2020年05月25日 | 考古・エッセイ
 我が家から歩いて7~8分のところに「作草部(さくさべ)神社」という古い社がある。境内を歩いていると、時に古い貝を見つけることがあり、その中には「イボキサゴ」という現代では食べない貝もあったりするので、ひょっとしたら貝塚ではないかと思っていた。そこで、インターネットで調べてみたところ、「千葉県文化財地図」というものに「作草部遺跡」として掲載されていることが分かった。この周辺からは縄文から平安時代までの遺跡がかなり確認されている。が、私有地にあるものに関しては、簡単な調査をした後地主に返還されたようで、今では宅地などになってしまっている場所も多い。その中でも「作草部遺跡」は、神社あるいは公園なので、今でも貝塚の一部を観察できる。

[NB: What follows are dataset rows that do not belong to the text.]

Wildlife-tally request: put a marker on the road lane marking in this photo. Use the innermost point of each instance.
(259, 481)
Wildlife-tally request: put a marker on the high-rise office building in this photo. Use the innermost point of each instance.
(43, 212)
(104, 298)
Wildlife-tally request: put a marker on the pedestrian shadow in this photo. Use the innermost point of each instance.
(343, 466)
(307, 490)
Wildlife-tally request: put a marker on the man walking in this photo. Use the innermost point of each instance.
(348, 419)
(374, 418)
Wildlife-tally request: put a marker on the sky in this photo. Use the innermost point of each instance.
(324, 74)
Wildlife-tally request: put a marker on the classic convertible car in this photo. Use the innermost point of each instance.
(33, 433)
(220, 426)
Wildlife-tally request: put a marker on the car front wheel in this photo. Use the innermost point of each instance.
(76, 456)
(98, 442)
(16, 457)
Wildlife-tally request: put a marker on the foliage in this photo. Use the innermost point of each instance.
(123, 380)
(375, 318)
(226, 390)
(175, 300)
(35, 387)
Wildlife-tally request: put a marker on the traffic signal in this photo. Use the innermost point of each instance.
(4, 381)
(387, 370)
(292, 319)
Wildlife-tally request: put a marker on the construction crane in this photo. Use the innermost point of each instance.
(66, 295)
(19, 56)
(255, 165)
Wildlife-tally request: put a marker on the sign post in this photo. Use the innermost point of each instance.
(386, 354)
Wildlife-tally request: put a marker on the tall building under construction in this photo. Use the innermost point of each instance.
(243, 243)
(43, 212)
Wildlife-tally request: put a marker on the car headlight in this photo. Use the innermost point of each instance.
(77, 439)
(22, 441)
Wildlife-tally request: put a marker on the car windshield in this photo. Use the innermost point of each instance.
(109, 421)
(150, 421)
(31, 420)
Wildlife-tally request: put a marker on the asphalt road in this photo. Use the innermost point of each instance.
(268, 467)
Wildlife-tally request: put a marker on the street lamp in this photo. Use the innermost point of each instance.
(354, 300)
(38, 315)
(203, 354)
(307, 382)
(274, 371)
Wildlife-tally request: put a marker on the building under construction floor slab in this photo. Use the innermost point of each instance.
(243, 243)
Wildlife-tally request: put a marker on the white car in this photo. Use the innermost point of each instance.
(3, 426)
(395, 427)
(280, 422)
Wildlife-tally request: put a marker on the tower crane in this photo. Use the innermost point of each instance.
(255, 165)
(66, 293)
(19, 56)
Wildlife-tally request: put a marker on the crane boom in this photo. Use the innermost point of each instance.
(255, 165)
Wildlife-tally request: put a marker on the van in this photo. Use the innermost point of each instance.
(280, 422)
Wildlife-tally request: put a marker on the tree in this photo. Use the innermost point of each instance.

 作草部神社。左端に案内板が見え、下の写真はその一部を大きくとったもの。周辺の遺跡については書かれているが、当の「作草部遺跡」に関しては、書かれていないのが残念。



 境内には、こんな感じで貝が落ちているが、これだけだと誰かが捨てたものとしか見えない。


 こちらは、上の写真から少し離れたところだが、かなりな量の貝が確認できる。下の写真は、拡大して撮ったもの。白く見えているのが貝殻で、二枚貝が多いようだ。



 こちらは、作草部神社横にある「都賀公園」。平安時代の焼物である土師器(はじき)などが、ここから出土している。


 作草部神社から坂を下って、数分歩いたところにある葭川の支流。写真奥が下流方向で、現在では千葉市中心部を流れ下り、河口近くで都川と合流して東京湾に至る。しかし、縄文期は気候が温暖で、海が今より内陸に入り込んでいて川の流れも今とはかなり違っていたと考えられる。この辺りも、わたしが子供の頃は、この様な護岸工事はされておらず、周辺も湿地帯のようになっていた。フナ釣りなども出来たものだった。縄文期には、この川を利用して海から丸木舟で貝を運んだと考えられる。


 こちらは、上流方向。この先、水源地近くには、レッサーパンダの「風太」が立ち上がるとかで、一時話題になった「千葉市動物公園」がある。実は、そこも石器時代からの遺跡があり、考古学的には重要な場所。